Fotografías por Isaac Durá
Aunque desde el bar de arriba ya se viera cola una hora antes de encender el rótulo, nada fue igual. La noche de hace tres años en poco se parece a la del lunes pasado. Entre ellas solo algo idéntico: una banda argentina que viene cada vez con los bolsillos más grandes. Más grandes porque hoy son más los que corren sofocados a su directo porque casi se quedan sin entradas. Si no escuchamos a Esteban decir mil veces que ya no cabe dentro ni un alfiler, no lo escuchamos ninguna. Lleno hasta la colcha, petao, calor y buena vibra debajo de la ropa. Él Mató a un Policía Motorizado son el buen ejemplo de que la vida sigue con todos sus más y sus menos: Imperante, imparable, como la travesía que dibuja su discografía. SALA X se llena pero de forma distinta. Hace más calor porque hay más gente. Hay más gente porque su directo cada vez es más cálido. Cálido de cercano, sin ser del todo empalagoso, ojo, porque hablar de sentimientos a golpe de guitarras imponentes no es tarea fácil. Sus letras son bonitas, sus canciones redondas y emotivas, generadoras de recuerdos.

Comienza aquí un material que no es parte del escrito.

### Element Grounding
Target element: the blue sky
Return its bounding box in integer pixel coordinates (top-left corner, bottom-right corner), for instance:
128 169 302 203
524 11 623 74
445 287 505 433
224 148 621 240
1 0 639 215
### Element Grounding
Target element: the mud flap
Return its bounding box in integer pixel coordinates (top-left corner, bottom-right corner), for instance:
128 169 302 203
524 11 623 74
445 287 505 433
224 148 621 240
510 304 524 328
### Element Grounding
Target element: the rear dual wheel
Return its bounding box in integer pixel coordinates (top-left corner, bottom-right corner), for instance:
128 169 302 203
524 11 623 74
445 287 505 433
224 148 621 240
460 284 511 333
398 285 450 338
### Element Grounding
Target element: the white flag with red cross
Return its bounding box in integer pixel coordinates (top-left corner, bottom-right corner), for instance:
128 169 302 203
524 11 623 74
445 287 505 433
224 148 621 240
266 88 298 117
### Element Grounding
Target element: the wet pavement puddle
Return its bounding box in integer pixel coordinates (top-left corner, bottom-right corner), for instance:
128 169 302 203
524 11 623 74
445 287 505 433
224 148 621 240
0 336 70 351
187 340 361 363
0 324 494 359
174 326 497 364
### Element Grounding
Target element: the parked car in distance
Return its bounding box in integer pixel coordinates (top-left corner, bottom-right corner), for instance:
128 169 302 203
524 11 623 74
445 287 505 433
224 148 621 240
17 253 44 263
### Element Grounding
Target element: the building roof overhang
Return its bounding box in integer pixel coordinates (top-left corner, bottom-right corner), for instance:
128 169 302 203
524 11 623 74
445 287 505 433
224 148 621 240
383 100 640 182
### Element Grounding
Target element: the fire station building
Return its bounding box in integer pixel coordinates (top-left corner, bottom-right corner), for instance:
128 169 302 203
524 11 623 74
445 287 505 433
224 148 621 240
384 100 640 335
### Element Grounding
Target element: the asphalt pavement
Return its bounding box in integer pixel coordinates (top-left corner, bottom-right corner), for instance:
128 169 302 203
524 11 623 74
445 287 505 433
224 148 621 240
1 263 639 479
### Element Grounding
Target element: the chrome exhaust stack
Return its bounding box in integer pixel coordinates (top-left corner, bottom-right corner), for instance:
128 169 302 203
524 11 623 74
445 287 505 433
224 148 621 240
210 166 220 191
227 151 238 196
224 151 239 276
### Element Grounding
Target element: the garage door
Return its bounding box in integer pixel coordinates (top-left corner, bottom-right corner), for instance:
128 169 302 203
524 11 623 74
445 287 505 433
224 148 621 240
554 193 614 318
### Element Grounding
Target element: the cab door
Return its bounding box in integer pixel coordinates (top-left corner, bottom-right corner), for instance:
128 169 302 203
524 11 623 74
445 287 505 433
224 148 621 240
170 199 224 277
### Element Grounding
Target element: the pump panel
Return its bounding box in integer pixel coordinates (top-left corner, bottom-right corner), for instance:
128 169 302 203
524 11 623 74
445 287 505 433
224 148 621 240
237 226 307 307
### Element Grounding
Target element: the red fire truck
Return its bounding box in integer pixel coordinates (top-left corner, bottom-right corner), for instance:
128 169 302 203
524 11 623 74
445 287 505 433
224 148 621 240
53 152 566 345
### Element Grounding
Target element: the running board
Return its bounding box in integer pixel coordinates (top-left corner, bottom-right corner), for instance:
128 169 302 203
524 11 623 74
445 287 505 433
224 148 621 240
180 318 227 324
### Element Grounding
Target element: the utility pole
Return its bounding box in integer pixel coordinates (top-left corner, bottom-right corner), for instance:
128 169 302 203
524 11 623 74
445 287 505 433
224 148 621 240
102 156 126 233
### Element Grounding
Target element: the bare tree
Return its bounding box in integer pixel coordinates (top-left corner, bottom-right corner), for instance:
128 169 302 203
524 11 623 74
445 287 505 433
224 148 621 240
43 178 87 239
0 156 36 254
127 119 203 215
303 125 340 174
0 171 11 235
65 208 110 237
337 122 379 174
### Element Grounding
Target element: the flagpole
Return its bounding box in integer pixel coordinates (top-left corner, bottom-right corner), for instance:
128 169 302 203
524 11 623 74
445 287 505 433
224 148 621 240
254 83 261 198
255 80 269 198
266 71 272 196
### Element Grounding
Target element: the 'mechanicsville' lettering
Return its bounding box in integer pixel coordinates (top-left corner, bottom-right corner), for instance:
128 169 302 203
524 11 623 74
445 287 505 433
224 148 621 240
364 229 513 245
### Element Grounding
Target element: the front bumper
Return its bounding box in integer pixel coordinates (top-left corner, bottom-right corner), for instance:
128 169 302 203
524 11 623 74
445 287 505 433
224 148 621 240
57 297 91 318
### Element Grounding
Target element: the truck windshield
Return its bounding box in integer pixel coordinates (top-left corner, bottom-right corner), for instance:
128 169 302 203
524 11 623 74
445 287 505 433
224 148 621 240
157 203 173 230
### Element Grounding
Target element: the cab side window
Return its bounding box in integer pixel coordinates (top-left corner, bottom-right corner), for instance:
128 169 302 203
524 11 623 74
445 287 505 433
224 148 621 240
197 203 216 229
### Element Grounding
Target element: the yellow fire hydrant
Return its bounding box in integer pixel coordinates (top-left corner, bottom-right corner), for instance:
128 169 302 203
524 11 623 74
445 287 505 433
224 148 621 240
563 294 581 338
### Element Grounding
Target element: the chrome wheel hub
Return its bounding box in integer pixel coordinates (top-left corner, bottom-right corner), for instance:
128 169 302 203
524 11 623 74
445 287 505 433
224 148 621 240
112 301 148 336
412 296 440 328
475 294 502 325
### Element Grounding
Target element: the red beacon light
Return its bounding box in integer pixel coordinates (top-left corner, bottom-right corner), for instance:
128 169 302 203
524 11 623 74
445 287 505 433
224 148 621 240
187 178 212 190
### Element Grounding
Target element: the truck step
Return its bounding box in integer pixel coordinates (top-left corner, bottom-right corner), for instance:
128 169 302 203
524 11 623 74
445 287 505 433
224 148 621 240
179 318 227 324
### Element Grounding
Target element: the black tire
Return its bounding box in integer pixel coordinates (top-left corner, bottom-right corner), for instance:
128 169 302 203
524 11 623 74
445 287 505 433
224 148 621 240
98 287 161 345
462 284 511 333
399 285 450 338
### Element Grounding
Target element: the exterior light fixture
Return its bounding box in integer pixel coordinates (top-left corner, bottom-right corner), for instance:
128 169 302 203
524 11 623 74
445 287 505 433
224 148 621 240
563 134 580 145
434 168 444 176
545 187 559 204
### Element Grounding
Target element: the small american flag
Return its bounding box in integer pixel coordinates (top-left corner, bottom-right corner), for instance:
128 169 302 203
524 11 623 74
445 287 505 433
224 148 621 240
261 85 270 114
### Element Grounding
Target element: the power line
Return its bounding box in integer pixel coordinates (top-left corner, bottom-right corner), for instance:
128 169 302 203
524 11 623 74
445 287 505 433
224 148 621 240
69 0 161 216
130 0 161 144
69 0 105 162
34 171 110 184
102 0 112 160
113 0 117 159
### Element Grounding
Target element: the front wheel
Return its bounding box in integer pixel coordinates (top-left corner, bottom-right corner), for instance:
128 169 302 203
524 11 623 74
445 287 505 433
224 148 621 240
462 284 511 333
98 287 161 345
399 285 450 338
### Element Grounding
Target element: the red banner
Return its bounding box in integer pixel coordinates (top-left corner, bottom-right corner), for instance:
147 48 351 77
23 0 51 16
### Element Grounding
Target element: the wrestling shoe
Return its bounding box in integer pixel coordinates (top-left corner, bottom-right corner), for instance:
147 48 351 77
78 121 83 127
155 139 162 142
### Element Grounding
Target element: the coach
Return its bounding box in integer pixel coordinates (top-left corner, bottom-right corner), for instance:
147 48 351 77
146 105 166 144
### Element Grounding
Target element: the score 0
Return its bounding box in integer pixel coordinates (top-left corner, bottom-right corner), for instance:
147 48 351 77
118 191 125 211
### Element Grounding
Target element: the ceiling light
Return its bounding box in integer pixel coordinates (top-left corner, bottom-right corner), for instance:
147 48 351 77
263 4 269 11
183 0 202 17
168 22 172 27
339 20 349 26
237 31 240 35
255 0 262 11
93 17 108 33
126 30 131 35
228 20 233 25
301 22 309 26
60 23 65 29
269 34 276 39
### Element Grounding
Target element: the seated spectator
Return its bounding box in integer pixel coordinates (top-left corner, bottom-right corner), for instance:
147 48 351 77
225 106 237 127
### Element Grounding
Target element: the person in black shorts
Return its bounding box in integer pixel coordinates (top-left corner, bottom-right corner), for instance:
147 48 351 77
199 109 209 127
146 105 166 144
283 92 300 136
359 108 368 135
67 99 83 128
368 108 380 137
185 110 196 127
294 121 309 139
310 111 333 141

Cualquiera que tenga a los argentinos en su lista de reproducción puede ir de la risa nostálgica a la lágrima sincera en tan solo tres temas de directo. Es bonito presenciar desde segunda fila cómo el ambiente es transparente. Nadie tapa sus sentimientos, los expresan con libertad. Todos van a disfrutar durante veinte canciones de la vida y ya está. No se le puede pedir nada más a un concierto esperado. Es curioso no ver muchos móviles en alto, la gente disfruta de la cita a la vieja usanza: Bailando, botando y levantando sus brazos. El ruido esa noche es mucho más que la ausencia de silencio. Esos músicos saben cómo llenar de emociones una sala llena de personas. El amor es un terremoto del que salimos sanos y salvos, como este concierto.